3. Tot de nalatenschap behoort de woning gelegen aan de [a-weg 1] te [P] (hierna: de woning).
4. De waarde van de woning is ingevolge de Wet waardering onroerende zaken (hierna: WOZ-waarde) voor het kalenderjaar 2010, naar de waardepeildatum 1 januari 2009, vastgesteld op € 760.000. De WOZ-waarde van de woning is voor het kalenderjaar 2011, naar de waardepeildatum 1 januari 2010, vastgesteld op € 655.000.
5. Eiseres heeft in de aangifte erfbelasting aan de woning een waarde van € 655.000 toegekend.
6. Met dagtekening 6 september 2011 is aan eiseres de aanslag opgelegd.
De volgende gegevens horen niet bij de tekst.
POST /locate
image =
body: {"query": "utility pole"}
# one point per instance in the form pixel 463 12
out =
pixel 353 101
Hierbij is verweerder afgeweken van de door eiseres ingediende aangifte en heeft hij de waarde van de woning vastgesteld op een bedrag van € 760.000, overeenkomstig de WOZ-waarde voor het kalenderjaar 2010, met waardepeildatum 1 januari 2009.
Nu tegen de feitenvaststelling door de rechtbank, als hiervoor vermeld, door partijen geen bezwaren zijn ingebracht, gaat ook het Hof van die feiten uit.
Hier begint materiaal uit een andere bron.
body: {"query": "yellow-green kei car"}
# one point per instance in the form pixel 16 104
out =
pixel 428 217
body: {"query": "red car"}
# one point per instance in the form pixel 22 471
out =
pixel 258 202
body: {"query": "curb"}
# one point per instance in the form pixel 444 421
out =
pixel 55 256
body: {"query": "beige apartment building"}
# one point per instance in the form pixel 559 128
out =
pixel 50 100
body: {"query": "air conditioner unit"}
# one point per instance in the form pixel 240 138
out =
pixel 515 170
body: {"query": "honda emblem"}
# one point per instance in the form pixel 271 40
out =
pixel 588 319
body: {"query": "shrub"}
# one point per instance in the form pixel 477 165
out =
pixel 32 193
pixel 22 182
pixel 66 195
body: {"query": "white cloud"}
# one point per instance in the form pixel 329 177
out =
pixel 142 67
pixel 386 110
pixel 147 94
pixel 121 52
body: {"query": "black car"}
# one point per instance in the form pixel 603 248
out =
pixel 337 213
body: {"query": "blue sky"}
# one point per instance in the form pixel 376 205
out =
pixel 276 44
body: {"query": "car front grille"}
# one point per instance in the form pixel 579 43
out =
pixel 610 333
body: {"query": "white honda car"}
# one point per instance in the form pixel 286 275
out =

Het Hof voegt hieraan nog de volgende feiten toe:
De beschikking waarin de WOZ-waarde van de woning voor het kalenderjaar 2010, naar de waardepeildatum 1 januari 2009, is vastgesteld op € 760.000, staat inmiddels onherroepelijk vast.
Bij het beroepschrift in eerste aanleg is een brief gevoegd waarin door [A] van [A] makelaardij B.V. is verklaard dat aan de woning per overlijdensdatum een waarde kan worden toegekend van € 650.000.
Het hoger beroep is met instemming van de inspecteur behandeld door het gerechtshof Amsterdam.
3 Geschil in hoger beroep
Evenals bij de rechtbank is in geschil of artikel 21, vijfde lid, Successiewet 1956 (hierna: SW) in de voor het onderhavige jaar geldende tekst verbindend is.